“Season's greetings from Jingle Hell” Special to The Globe and Mail, Dec. 18, 2004, L16 

If you're one of those customers whining about the travails of holiday shopping, you should consider what it's like on the other side of the counter.

Don't be fooled by the placid smiles and the gleaming countertops. The retail sales environment is a jungle this time of the year. When the carols start spinning and the glittering ornaments appear, the temperature in Jingle Hell goes up.

“It's supposed to be a happy time of year,” Guess co-manager Chris Morgan at the Yonge and Dundas Streets store says with a sigh.

“But everyone's scrambling, doing their last-minute shopping for New Year's outfits or their gift-giving lists, and the holiday cheer is lost.”

“Service people are an easy target,” says Kingi Carpenter, owner of Peach Berserk in Toronto. “It's a falsehood that the customer's always right.
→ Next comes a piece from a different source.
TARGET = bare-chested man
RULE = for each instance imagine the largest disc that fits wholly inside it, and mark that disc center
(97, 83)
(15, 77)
It's so unfair — they throw that in our face.”

Kim (not her real name) has been a luxury-goods saleswoman on Toronto's Bloor Street strip since 1995. She once found a sealed chocolate-flavoured condom in a handbag a customer tried to return. “Madam,” she told the customer, “it appears someone put something in the bag when you weren't looking, because I don't believe it's one of our gifts with purchase.”

Antonio Aiello's worst day on the job was last year during the holiday season. Aiello has been a sales associate at jewellery kiosk Gypsy in the Yorkdale Shopping Mall in Toronto for four years. One night a customer came in at 11, and left four long hours later. She wanted to swap her own jewellery with Gypsy's stock.

“She thought it was a flea market,” Aiello says. “It was the worst day of my life. I wanted to quit.” When she came back this year and asked for him, Aiello hid underneath the booth and his colleagues told her that he had quit.

Customer aggression, says Alicia Grandey, assistant professor of industrial-organizational psychology at Penn State, results in reduced efficiency, and increased burnout and absenteeism.

“Employers need to reassure employees in private that they are not always at the mercy of customer whims and that they are just as valued as the customer,” Grandey says.

A 2004 study appearing in the Journal of Organizational Behavior also concluded that employers need to support employees dealing with pushy customers.

But sometimes it's fellow employees who create the most tension. Back when I worked at a high-end store in Toronto, I was careful to watch my back during the holidays because the competition to make a sale was fierce.

One colleague ripped the hold tag with my name off a handbag and processed it as her own. When I confronted her, she insisted that the tag must have fallen off into the garbage can.

When another sales associate returned a pricey item twice under someone else's employee number, tensions escalated to the point that she fainted.

“You have to stake your claim and sit on it,” Kim says. “The whole nature of the biz is to create that kind of acrimony because that will then drive the business.”

If you don't believe it, walk into your nearest chichi store and pick up the most expensive item you can find. Smile and make eye contact with the sales associate, then pay for it in the next sales area. Return 10 minutes later to watch the tears, venom and clumps of hair fly.

“It's a world of the piranhas and somebody's got to die,” Kim says.

Then there's the long hours and the strain that seasonal employees put on regular staff. Hired to take the pressure off, they can actually increase the work load because they aren't trained properly, Debbie says. “The stores invest nothing in these people and so they get nothing in return.”

Everyone has their cracking point. For Debbie, it's the music. “They are playing carols the week before Halloween, so by the time Christmas rolls around, I am ready to shoot myself when I hear Jingle Bells,” she says.